Une cérémonie de naturalisation a été spécialement organisée à Grenoble (Isère) pour quatorze réfugiés ou immigrés, tous en première ligne pendant la crise sanitaire.

Grenoble (Isère), vendredi. Ayleen, médecin d’origine irakienne qui a travaillé dans l'hôpital public pendant la crise, a reçu son certificat de citoyenneté des mains du ministre de la Santé, Olivier Véran. LP/Thomas Pueyo

Ayleen, médecin d’origine irakienne qui a travaillé dans l’hôpital public pendant la crise, a reçu son certificat de citoyenneté des mains du ministre de la Santé, Olivier Véran

« Devenir Française, c’est comme une renaissance. Une nouvelle vie qui démarre », confie avec émotion Ayleen Abada, médecin d’origine irakienne qui s’est réfugiée en France en 2017 avec son mari. « Nous sommes chrétiens et nous étions directement menacés par l’avancée de Daech. ». Loin de l’Irak, sous les dorures de la préfecture de l’Isère, Ayleen a reçu ce vendredi son certificat de citoyenneté française des mains du ministre de la Santé, Olivier Véran.
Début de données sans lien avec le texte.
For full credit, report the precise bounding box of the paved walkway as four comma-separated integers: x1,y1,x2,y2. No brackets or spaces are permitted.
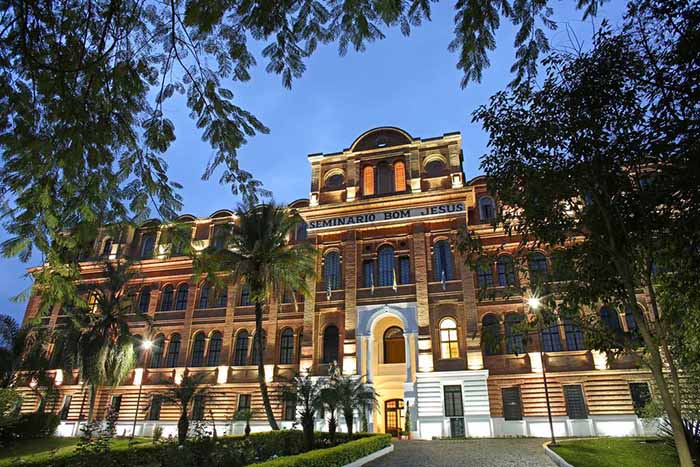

C’est une cérémonie spéciale car elle réunit quatorze personnes de pays différents, de prénoms différents, qui ont en commun d’avoir aidé la France face à la pandémie, a souligné le ministre. Que ce soit dans un établissement de santé ou parce qu’elles étaient en première ligne dans le commerce ou la sécurité. »

« J’ai envie de continuer à donner à la France »

En tant que médecin généraliste, Ayleen n’a cessé de travailler dans l’hôpital public au plus dur de la crise sanitaire, d’abord à Pau, puis en Isère où elle a rejoint son mari qui avait été affecté au CHU de Grenoble. « Le second confinement a été le plus difficile. On était débordés. L’état des patients se dégradait très vite. C’était violent pour nous et pour les familles. Mais j’étais fière de me rendre utile. Je compare forcément l’Irak à la France. Ici, il y a plus de moyens, c’est une chance, mais on travaille aussi beaucoup. Je relativise, je vis peut-être mieux ce genre de crise qu’un Français qui n’a jamais vécu de guerres. »

Parce qu’elle s’est illustrée pendant la crise, l’accession à la citoyenneté française d’Ayleen a été accélérée. « J’ai simplement fait mon travail, mais c’est une belle reconnaissance. J’ai envie de continuer de donner à la France pour la remercier de son accueil. ».